咲さんが俺を指名!
放課後になり、俺は席を立った。
今日はB部の部室に行き、マンガの続きを読むつもりだ。
「待ちなさい! 岩城!」
立ち上がった俺に向けて、鳥が声をかけてきた。
また、五十家と話しでもしろというのだろうか? 今更話す事なんて、ないと思うが……
鳥が俺の近くまでやってきたら、指を後ろに向けて、咲さんの方を指す。
「咲があんたをご指名よ」
咲さんが? 俺に用なんて、何だろう? 『やっぱ弁当箱を返して欲しい』とか、そんなところだろうか?
「あんただけ、抜け駆けなんか、許さないからね! あんまりいい仲になるんじゃないわよ!」
俺達の協定は『お互いが相手といい仲になるのを後押しする』というものだったはずだ。抜け駆けをするなという鳥の言葉は、協定違反ではないだろうか? まあ、今言ってもしょうのない話か……
「そんなにうまい話のワケがないだろう? ちょっと聞いてみる」
いきなり告白をされるなんて、ありえるワケがない。何を言われるか分からないが、とりあえず、会ってみよう。
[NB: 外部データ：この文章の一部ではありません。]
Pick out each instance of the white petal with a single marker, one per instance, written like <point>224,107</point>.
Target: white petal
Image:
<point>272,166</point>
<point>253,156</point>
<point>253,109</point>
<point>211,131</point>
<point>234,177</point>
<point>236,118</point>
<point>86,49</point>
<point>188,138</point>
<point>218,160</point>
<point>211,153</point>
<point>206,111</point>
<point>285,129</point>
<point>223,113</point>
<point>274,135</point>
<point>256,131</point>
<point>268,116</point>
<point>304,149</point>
鳥は最後に俺に一瞥をくれてから俺の前から去っていった。
俺は椅子から立ち上がり、咲さんの方に向かった。
「用っていうのは一体?」
俺は、咲さんに向けてそう言った。
咲さんは、俺の事をじーっと見つめてきた。
元々、何を考えているのか分からない咲さんである。意味も分からずに見つめられると、何か嫌な予感がしてくる。
「岩城君。今からどこに行くつもりだった?」
どういうつもりで聞いたきたんだ? その言葉。
「どこって言うのは?」
俺がそう聞くと、咲さんは言う。
「私に話しかけられなかったら、この次はどうしてた? 岩城君の好きなところに行っていいよ」
つまり、俺の行くところについてきてくれるって事か。
「ならB部の部室に行きましょう」
俺は、そう言い、咲さんは俺についてきてくれる。